Ms. Fowler does a marvelous job of conjuring up an age in American, and indeed world, history that was pivotal: America was flush with capital following the Great War, and for the first time many of her youth had spare time to create and enjoy the arts at leisure. Americans, in general, had suffered far less than Europeans from the war; young men who would once have been content to stay in one town for a lifetime were restless after having been abroad, and many returned to an Old World that was new to them, taking along wives and girlfriends.

Zelda and Scott traveled among these expatriates, many of whom became devoted to the arts. Ms. Fowler’s descriptions of the places her characters visit are vivid, her insights into these Children of Liberty lyrical: they“. . . [laughed] the way only people who haven’t ever suffered real loss or hardship can laugh.”

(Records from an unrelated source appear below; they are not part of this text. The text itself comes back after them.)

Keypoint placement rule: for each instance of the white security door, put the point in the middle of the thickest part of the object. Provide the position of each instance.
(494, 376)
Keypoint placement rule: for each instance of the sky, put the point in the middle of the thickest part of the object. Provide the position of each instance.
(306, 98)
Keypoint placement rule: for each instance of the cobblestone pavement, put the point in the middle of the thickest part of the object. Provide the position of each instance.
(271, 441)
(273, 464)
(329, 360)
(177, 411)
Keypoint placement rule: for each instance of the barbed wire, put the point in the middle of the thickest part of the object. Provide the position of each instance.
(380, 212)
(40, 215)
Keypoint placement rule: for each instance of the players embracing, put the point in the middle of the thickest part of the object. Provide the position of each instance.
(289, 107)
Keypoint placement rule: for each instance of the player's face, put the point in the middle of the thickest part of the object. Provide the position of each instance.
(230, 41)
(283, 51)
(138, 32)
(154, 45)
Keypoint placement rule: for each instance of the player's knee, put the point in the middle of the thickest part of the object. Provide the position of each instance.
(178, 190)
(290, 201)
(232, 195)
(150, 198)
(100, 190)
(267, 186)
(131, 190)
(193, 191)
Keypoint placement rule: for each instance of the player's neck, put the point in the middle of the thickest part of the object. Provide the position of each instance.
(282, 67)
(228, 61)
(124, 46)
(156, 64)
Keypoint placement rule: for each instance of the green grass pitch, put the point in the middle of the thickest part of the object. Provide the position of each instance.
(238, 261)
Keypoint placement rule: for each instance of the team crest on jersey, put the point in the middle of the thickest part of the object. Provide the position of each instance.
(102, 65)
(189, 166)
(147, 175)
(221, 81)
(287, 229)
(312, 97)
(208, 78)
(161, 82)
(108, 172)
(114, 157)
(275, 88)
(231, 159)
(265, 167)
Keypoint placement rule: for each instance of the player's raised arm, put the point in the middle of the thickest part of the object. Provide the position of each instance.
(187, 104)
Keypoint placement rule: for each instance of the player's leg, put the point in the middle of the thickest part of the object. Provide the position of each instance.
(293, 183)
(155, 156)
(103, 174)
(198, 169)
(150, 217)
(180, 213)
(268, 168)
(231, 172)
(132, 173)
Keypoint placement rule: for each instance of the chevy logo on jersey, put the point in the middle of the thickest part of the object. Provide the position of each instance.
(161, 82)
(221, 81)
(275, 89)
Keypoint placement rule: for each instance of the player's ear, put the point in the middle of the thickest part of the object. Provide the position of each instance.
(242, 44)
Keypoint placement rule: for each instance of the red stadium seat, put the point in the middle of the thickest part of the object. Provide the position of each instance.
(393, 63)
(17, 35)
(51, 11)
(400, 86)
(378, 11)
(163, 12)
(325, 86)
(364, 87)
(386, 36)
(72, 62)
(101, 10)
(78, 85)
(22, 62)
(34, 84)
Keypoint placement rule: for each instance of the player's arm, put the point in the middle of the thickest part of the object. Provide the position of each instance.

Zelda is as descriptive of her new love, finding Scott, “Worldly, but just as warm and eager as a golden retriever.” She looks into his eyes and reflects that, “They revealed his intelligence in a way that made me want to dive inside his head and swim in its depths.”

She follows him around the world time after time, riding a roller coaster of fame from its apex to its nadir several times over. Ms. Fowler presents the people and the scenery of the times in a combination of short, sharp descriptions and lush, flowing narrative.

Both work well in her distinctive voice, becoming a kind of cinema of the mind. Zelda’s love of her ancestral home in Alabama is written with a combination of desperate affection and near despair over its intolerance and intransigence to the changing times that evokes (and is quite worthy of) Harper Lee and Flannery O’Connor.

When the Fitzgeralds make their move to New York City (and later the world), her style evolves to reflect F. Scott’s own novels. It’s quite a feat to attempt, but Ms. Fowler carries it off brilliantly.

While both Zelda and Scott are presented as flawed human beings, composed of equal parts brilliance and pain, Ernest Hemingway is thoroughly excoriated. The hatred between Zelda and Hemingway is legendary, and Ms. Fowler takes advantage of that to write scenes of great depth and insight, though Hemingway’s heirs might disagree. He is depicted as a thorough cad, a despicable social climber and closeted homosexual who hides behind a façade of ubermasculinity.

Ms. Fowler’s Zelda clearly sees “Hem” as a leech, his work only made barely tolerable by Scott’s revisions. Her writing is particularly strong in scenes of conflict between these characters.

Divided into five parts, the novel separates the lives of the Fitzgeralds into scenes, the tone of each varying as times change. There is one inexplicable intercessory scene, which seems spurious as it merely restates information from the previous paragraphs, and Zelda’s southern accent comes and goes in a troubling manner, but these are trifling tics in a marvelous novel.

When all was said and done, F. Scott and Zelda Fitzgerald were tied together for life from the first moment they saw one another. Near the end of their relationship, they lived in a state of constant siege, each sure that the other was responsible for all of the woes of their lives. Still, when after more strong declarations of hatred on both sides Scott reminisces about the good times and declares, “Damn it all, you are the love of my life,” we believe it.

And that’s all due to Ms. Fowler’s brilliance.